State Ex Rel. Herring v. Allen

189 So. 2d 363
CourtSupreme Court of Florida
DecidedMay 25, 1966
Docket34716
StatusPublished
Cited by26 cases

This text of 189 So. 2d 363 (State Ex Rel. Herring v. Allen) is published on Counsel Stack Legal Research, covering Supreme Court of Florida primary law. Counsel Stack provides free access to over 12 million legal documents including statutes, case law, regulations, and constitutions.

Bluebook
State Ex Rel. Herring v. Allen, 189 So. 2d 363 (Fla. 1966).

Opinion

189 So.2d 363 (1966)

STATE of Florida ex rel. Ann Allen HERRING, Relator,
v.
Honorable William P. ALLEN, As Chief Judge, and Sherman N. Smith, Jr., George T. Shannon, Charles O. Andrews, Jr., and Woodie A. Liles, As Judges of and Constituting the District Court of Appeal, Second District, State of Florida, and Jerry Egantoff, Respondents.

No. 34716.

Supreme Court of Florida.

May 25, 1966.
Rehearing Denied September 7, 1966.

*364 Morris E. White, Marvin E. Barkin and Fowler, White, Gillen, Humkey & Trenam, Tampa, for relator.

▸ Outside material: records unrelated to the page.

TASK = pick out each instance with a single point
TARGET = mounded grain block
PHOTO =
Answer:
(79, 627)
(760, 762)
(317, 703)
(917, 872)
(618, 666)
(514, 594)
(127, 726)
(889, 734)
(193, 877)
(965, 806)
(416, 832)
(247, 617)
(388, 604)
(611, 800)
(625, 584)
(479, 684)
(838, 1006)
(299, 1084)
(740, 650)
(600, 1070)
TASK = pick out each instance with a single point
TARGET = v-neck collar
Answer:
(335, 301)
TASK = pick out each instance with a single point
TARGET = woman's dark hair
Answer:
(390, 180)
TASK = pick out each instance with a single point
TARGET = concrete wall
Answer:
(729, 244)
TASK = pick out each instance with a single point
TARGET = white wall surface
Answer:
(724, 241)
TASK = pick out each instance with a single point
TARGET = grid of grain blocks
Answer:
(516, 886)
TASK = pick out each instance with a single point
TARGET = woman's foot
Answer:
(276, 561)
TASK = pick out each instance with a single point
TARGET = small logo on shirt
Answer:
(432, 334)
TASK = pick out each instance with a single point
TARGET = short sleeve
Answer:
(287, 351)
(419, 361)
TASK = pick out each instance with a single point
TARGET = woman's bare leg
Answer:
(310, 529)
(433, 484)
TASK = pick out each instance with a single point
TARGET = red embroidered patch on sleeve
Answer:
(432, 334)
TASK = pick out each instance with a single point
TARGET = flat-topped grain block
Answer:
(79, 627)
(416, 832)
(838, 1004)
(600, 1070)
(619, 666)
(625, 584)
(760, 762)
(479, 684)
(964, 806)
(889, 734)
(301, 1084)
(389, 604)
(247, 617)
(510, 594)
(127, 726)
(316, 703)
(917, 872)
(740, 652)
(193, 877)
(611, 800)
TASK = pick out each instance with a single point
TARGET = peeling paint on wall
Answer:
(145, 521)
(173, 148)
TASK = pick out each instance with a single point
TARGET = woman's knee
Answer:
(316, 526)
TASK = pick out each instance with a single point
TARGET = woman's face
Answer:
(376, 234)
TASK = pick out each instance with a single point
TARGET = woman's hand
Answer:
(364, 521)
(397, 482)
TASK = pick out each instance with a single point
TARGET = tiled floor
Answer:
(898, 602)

C. Ray Smith, St. Petersburg, and Hawes & Hadden, Tampa, for respondents.

PER CURIAM.

This cause is before us on petition for writ of prohibition to the District Court of Appeals, Second District. Relator, successful defendant in a personal injury action for damages, contends the District Court is without jurisdiction of the appeal by Jerry Egantoff, plaintiff in the damage suit, because the notice of appeal was filed more than sixty (60) days from the order sought to be reviewed.

The directed verdict for defendant was entered on January 5, 1965, in the Circuit Court Minute Book, together with the following statement, "It is therefore, considered, ordered, adjudged and decreed, that plaintiff, Jerry Egantoff, do by his suit take nothing."

On March 9, 1965, the trial judge signed a formal judgment which concluded with the words "Ordered and adjudged that plaintiff, Jerry Egantoff, by his cause, take nothing from the defendant * * *." The judgment was recorded on March 10, 1965. Notice of appeal was filed April 7, which is within sixty (60) days of the written, signed and recorded Order of the Court, but more than sixty (60) days after the original Minute Book entry of January 5, 1965. The trial judge did not sign the Minute Book before the end of the term of Court.

Defendant below, relator, here, moved to dismiss the appeal on the ground it was not filed within sixty (60) days of the judgment. In denying the motion to dismiss the District Court held: (177 So.2d 260 [Fla.App.2d 1965])

"Florida Appellate Rule 3.2(b), 31 F.S.A. provides that appeals shall be commenced within sixty days from the rendition of the final decision order, judgment or decree appealed. Florida Appellate Rule 1.3 defines `rendition' of judgment, decision, order or decree to mean that such has been reduced to writing, signed and made a matter of record, or if recording is not required, then filed.
"Accordingly, the Minute Book entry of January 5, 1965 was not appealable in that it did not meet the requirements of Florida Appellate Rule 1.3. The judgment entered on March 9, 1965 complied with the requirement of said Rule."

We find no error.

The motion to dismiss was properly denied. The rule nisi is discharged and the cause dismissed.

It is so ordered.

THORNAL, C.J., and THOMAS, ROBERTS, DREW, O'CONNELL, CALDWELL and HOBSON (Retired), JJ., concur.